I have dataset of test items which were administered in blocks. As a result, not all students answered each test item and there are some pairs of items for which no observations are shared, introducing missing values into the covariance matrix. As an example, suppose I have the following data. I'll provide an example in Python but your answer doesn't need to depend on a programming language.
import numpy as np import pandas as pd random.seed(23) cov = np.array([[2,0.5],[0.5,1]]) s = np.random.multivariate_normal(mean=[0, 0], cov=[[2,0.5],[0.5,1]], size=N) m1 = 0.5 + 1*s[:, 0] + np.random.normal(scale=2, size=N) m2 = 2 + 1*s[:, 1] + np.random.normal(scale=1.5, size=N) m3 = -3 + 2*s[:, 0] -4*s[:, 1] + np.random.normal(scale=4, size=N) m4 = -1 + 1.5*s[:, 0] + 2*s[:, 1] + np.random.normal(scale=0.5, size=N) m5 = 3 - 1*s[:, 0] + 1*s[:, 1] + np.random.normal(scale=3, size=N) m6 = 2 + 1.2*s[:, 0] + 5*s[:, 1] + np.random.normal(scale=1, size=N) M = np.vstack([m1, m2, m3, m4, m5, m6]).T M[:int(N/2), 4] = np.nan M[int(N/2):, 5] = np.nan print(pd.DataFrame(M).corr().values)
The resulting covariance matrix is
array([[ 1. , 0.12, 0.16, 0.47, -0.19, 0.32], [ 0.12, 1. , -0.3 , 0.45, 0.06, 0.53], [ 0.16, -0.3 , 1. , -0.16, -0.27, -0.39], [ 0.47, 0.45, -0.16, 1. , -0.12, 0.91], [-0.19, 0.06, -0.27, -0.12, 1. , nan], [ 0.32, 0.53, -0.39, 0.91, nan, 1. ]])
which shows that I have missing values for the covariance on the last two measures. In my exact problem I have additional missing components.
I'd like to estimate a confirmatory factor analysis model using all of the available data, but I'm not sure how to do it with these missing values. I will be fixing a priori zeros (see Rubin and Thayer, 1982) in the loading matrix to secure identification, so I need the flexibility to be able to do this.

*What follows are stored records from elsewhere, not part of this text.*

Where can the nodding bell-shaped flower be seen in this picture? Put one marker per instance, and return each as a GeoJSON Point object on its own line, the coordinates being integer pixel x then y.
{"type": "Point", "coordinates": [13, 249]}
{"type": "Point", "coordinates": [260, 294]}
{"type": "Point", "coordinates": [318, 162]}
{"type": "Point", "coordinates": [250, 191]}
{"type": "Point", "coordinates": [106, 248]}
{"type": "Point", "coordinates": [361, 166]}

I'd be open to learning if this is possible in
factanal in R or using packages in
Python. I'd also like to know the references for the methods used to address this problem. I'm thinking there must be some FIML approach. But most articles I've found address only the case where the data contain missing values but there at least a few observations that have nonmissing values for each pair of columns.